How to run Several versions of OpenGL

Hello, I’m new to game developing in C++ and I would really like to know how to run two different versions of OpenGL, In this case I want to use OpenGL 2.1 while my PC has OpenGL 4.4.
I have already googled the internet and there’s no info that I could find.

The compiler I’m using is MS Visual Studio 2013.

If there’s any info that is missing please tell me.

Generally you cannot request an OpenGL context of a specific version. The GLW API, which is the link between OpenGL and the Windows system allows the application to specify an OpenGL version, but it will return a context of any version that is upwards compatible with the requested version.

So if you request an OpenGL 2.1 on your PC you’ll probably create an OpenGL 4.4 context using the compatibility profile, because that is upwards compatible to OpenGL 2.1.

On the one hand this means that you can run any OpenGL 2.1 program on your OpenGL 4.4 system, but on the other hand it will happily allow you to use compute shaders or tesselation, which aren’t supported in a “pure” OpenGL 2.1 context.

So you can develop for OpenGL 2.1 on a OpenGL 4.4 system, but to guarantee that the application works on any 2.1 system, you have to test on old drivers or check otherwise that you don’t use any of the newer features.
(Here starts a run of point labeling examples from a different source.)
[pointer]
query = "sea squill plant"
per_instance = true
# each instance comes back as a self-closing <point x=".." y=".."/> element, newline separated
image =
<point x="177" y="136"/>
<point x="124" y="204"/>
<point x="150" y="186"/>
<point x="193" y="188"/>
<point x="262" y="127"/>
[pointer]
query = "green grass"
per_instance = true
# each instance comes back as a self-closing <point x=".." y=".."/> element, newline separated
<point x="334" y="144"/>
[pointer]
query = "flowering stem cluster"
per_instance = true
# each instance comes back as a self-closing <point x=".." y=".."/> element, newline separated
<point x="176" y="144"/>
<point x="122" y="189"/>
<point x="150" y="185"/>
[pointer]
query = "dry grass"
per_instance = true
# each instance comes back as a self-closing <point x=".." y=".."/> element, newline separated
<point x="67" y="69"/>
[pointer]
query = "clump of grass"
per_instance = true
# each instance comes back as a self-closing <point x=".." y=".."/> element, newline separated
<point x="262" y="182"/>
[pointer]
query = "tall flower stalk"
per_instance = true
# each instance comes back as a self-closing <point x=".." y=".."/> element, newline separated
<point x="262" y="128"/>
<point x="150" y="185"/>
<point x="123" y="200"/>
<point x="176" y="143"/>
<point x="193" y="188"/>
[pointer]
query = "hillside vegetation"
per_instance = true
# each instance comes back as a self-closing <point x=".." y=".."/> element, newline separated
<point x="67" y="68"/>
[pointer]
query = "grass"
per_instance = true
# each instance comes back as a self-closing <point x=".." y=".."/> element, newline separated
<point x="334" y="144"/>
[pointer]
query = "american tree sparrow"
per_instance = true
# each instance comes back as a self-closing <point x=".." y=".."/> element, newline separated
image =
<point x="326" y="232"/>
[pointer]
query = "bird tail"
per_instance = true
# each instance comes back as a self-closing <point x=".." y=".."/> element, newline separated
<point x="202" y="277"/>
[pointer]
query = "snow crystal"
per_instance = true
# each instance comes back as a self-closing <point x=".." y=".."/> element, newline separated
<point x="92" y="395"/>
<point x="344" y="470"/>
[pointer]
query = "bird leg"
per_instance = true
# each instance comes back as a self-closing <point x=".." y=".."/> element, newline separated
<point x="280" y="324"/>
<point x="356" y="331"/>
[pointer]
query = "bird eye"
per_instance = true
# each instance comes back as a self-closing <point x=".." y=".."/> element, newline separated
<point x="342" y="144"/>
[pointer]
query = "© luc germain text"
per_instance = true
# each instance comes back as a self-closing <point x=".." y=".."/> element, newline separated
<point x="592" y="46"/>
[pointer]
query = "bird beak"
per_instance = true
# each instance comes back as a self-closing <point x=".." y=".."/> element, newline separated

You can request specific GL version with wglCreateContextAttribsARB by specifying attributes like WGL_CONTEXT_MAJOR_VERSION_ARB and WGL_CONTEXT_MINOR_VERSION_ARB.
The tricky part is to get to this function.

  1. You first need to use the ordinary wglCreateContext to get “some” context and make it current because wglGetProcAddress requires you to have current context.
  2. Then use wglGetProcAddress to get wglCreateContextAttribsARB.
  3. make the fisrst context non-current and destroy it.
  4. use wglCreateContextAttribsARB to create a new context with the desired properties (GL version or others) and make it current.

I know, its quite a mess. At least you can use single window for all this (the one in which you will actually draw).

Ah, yes, the context returned by wglCreateContextAttribsARB may not actually be exactly of the version you requested. The function spec only says the new context will be “compatible” to the requested, for some quite complicated definition of “compatible”.